Paul wants us to see that the way we link up with God is not by trying to be really good or really obedient to his laws or really religious or even really regular at church. It is not even by making sure that your doctrine is correct and that you can demonstrate an outstanding knowledge of the Bible and that you are free from heresy in your theological understanding. It is simply trusting that God really does want to have a loving relationship with you, and accepting this wonderful privilege. Forgiveness is never something we can earn or deserve: forgiveness is always a gift. Faith opens us up to God’s forgiveness, which comes to us through Jesus Christ and his death for us on the cross. Faith links us up with God, and his generous love for us.

And then we have John’s account of that famous conversation between Jesus and Nicodemus. Nicodemus tried to show that he took Jesus seriously as a teacher sent from God, but Jesus immediately cut to the chase. “You must be born again”, he said. “To enter the kingdom of God, you must be born from above.” If you heard John Barr from West Epping Uniting Church this week, you may remember him saying that being born again, or being born from above, was something God does for us.

It seems to me that Jesus’ powerful words have almost been hijacked by some people.
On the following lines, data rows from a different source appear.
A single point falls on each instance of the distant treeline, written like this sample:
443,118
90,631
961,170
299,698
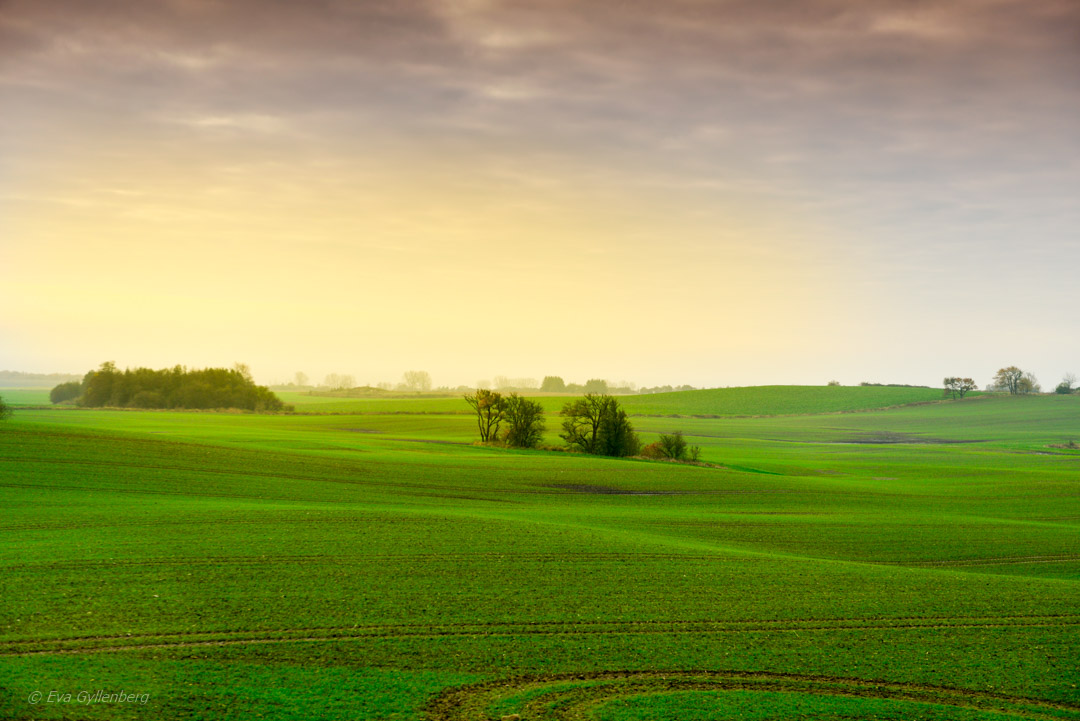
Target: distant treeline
12,379
170,388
Being born again is not necessarily about having a dramatic spiritual experience. Nor is it necessarily about being baptized or going forward at an evangelistic meeting. Being born again is about God giving us new life as members of his family: it is something God does for us.

And how does Jesus say that we receive this wonderful new life? “Everyone who believes – or puts their faith – in the Son of God receives eternal life.” Once again, faith is the key. We place our trust in the God whose Son Jesus Christ died on the cross to bring us forgiveness.

So here we have these four readings: each of them in their own way bringing out the importance of faith, of trusting in Jesus, of accepting God’s gift of forgiveness and new life, depending on Jesus.

Faith is trust, dependence, openness to God and the blessings he offers. Faith is not just believing that there must be something or someone out there. It is more than putting a tick alongside a list of doctrines. It is depending on Jesus, as Abraham depended on God. And like Abraham, faith for us leads to action. Real faith is always put into practice. If I trust that the food is safe, I will eat it. If I trust that the driver is competent, I will travel with him. If I trust in Jesus, I will follow him. If I trust in Jesus, I will seek to live as a member of his family. But when I again fall short, my faith is that God will still love me and forgive me, and stay true to his promises.

Faith is the key. And as we enter a new stage of our story here at St.Alban’s, and as we share in our Annual Meeting today, God’s call is to keep trusting him. He cares for his family in Christ, and he has great things to do for us here at St.Alban’s, and great things for us to do. Faith is the key. Let’s hold onto that faith, and put our faith into practice, trusting God’s continuing faithfulness as we follow Jesus. Amen.